Plaintiffs' consent to lawyer-conducted voir dire
Plaintiffs' opposition to motion for waiver of witness fees
Plaintiffs' motion to exclude testimony of Prof. Pouwelse on economics and market issues

Keywords: lawyer digital copyright law online internet law legal download upload peer to peer p2p file sharing filesharing music movies indie independent label freeculture creative commons pop/rock artists riaa independent mp3 cd favorite songs intellectual property portable music player


Joel Tenenbaum said...

Disappointing :( but thanks for the update. What do you make of the rulings?

raybeckerman said...

I did not see anything out of the ordinary in any of the rulings.

The only thing I would do differently, if I were the judge, is move the trial back, give the plaintiffs the opportunity to depose the ethnomusicologist prior to trial, and let the guy testify.

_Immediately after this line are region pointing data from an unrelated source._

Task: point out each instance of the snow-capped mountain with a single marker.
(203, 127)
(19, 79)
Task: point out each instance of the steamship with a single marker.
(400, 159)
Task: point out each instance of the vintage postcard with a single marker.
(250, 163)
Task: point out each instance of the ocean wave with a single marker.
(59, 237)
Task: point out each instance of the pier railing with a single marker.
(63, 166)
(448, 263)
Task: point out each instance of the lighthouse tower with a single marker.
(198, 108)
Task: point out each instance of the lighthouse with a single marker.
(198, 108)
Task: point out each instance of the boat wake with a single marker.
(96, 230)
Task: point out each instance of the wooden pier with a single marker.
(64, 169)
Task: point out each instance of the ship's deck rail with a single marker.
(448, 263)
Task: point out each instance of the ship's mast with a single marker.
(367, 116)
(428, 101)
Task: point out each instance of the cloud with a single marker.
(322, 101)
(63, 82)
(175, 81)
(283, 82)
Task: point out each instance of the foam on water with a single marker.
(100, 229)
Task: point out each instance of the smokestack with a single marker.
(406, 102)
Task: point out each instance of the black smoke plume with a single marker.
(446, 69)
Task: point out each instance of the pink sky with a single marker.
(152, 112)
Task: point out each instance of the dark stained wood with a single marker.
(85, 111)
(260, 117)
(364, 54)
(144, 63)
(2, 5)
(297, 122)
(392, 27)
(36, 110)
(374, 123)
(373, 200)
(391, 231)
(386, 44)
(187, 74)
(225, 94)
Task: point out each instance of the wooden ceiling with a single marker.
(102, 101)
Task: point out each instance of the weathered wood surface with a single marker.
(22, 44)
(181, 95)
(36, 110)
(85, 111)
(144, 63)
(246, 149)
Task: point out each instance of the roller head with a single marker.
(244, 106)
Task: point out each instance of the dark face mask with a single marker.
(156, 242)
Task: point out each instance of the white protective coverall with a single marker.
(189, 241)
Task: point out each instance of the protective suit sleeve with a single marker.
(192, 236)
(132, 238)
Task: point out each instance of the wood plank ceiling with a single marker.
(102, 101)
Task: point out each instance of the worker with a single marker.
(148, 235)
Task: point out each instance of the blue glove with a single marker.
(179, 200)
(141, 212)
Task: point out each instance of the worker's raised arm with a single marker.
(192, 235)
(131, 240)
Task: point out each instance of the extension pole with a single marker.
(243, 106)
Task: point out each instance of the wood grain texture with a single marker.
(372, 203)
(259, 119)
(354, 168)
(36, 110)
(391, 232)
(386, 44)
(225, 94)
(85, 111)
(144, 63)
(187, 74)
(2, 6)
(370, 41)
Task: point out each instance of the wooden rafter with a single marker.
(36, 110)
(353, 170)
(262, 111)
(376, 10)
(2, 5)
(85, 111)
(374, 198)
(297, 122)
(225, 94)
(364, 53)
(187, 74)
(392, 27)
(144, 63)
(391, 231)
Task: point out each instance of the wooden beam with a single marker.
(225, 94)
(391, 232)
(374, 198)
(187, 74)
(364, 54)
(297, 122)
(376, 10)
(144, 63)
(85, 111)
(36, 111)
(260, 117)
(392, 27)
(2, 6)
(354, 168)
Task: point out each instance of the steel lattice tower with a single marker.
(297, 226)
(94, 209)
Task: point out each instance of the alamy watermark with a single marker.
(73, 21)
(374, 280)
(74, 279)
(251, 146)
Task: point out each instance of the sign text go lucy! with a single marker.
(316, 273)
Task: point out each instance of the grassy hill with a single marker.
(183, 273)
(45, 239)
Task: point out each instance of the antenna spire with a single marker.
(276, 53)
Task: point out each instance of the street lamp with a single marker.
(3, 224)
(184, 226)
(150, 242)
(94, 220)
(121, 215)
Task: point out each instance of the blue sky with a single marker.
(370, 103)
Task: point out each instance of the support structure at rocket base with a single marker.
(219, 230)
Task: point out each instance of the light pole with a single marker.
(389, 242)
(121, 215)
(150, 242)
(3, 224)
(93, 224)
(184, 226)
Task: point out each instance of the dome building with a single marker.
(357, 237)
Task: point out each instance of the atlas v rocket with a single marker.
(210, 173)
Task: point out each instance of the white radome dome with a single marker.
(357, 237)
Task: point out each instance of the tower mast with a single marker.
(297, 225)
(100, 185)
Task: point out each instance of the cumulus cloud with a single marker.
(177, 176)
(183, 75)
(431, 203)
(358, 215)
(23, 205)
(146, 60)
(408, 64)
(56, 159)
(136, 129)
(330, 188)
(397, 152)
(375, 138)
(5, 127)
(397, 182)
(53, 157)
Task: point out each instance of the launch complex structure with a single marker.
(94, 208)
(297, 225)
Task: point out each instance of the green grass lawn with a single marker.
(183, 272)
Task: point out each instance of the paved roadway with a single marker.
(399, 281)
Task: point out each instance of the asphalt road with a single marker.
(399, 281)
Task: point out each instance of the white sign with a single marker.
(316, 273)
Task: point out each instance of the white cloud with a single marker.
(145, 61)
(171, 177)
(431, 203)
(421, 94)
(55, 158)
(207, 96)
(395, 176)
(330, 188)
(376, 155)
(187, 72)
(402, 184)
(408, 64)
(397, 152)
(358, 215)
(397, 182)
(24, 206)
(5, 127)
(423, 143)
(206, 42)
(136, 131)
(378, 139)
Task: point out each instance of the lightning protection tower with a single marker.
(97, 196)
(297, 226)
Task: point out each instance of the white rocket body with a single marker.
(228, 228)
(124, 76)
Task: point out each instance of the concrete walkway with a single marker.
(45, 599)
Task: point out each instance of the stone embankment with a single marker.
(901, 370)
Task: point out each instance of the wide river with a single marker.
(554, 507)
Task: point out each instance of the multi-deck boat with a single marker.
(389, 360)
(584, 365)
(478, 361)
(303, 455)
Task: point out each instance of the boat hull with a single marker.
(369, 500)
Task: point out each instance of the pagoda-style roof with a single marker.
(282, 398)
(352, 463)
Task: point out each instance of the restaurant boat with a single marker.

Based on his report, and knowing how many different uses are made of p2p file sharing software, I think his testimony would have been quite relevant to the fair use defense. But it is certainly not inappropriate to reject the expert testimony on a principal -- as opposed to rebuttal -- issue, where the expert witness disclosures were not made in a timely fashion in accordance with the Court's rules and scheduling orders.

Unknown said...

I get the feeling that the Judge is tired of shenanigans in general and might have been more lenient if she had not already felt abused by both sides.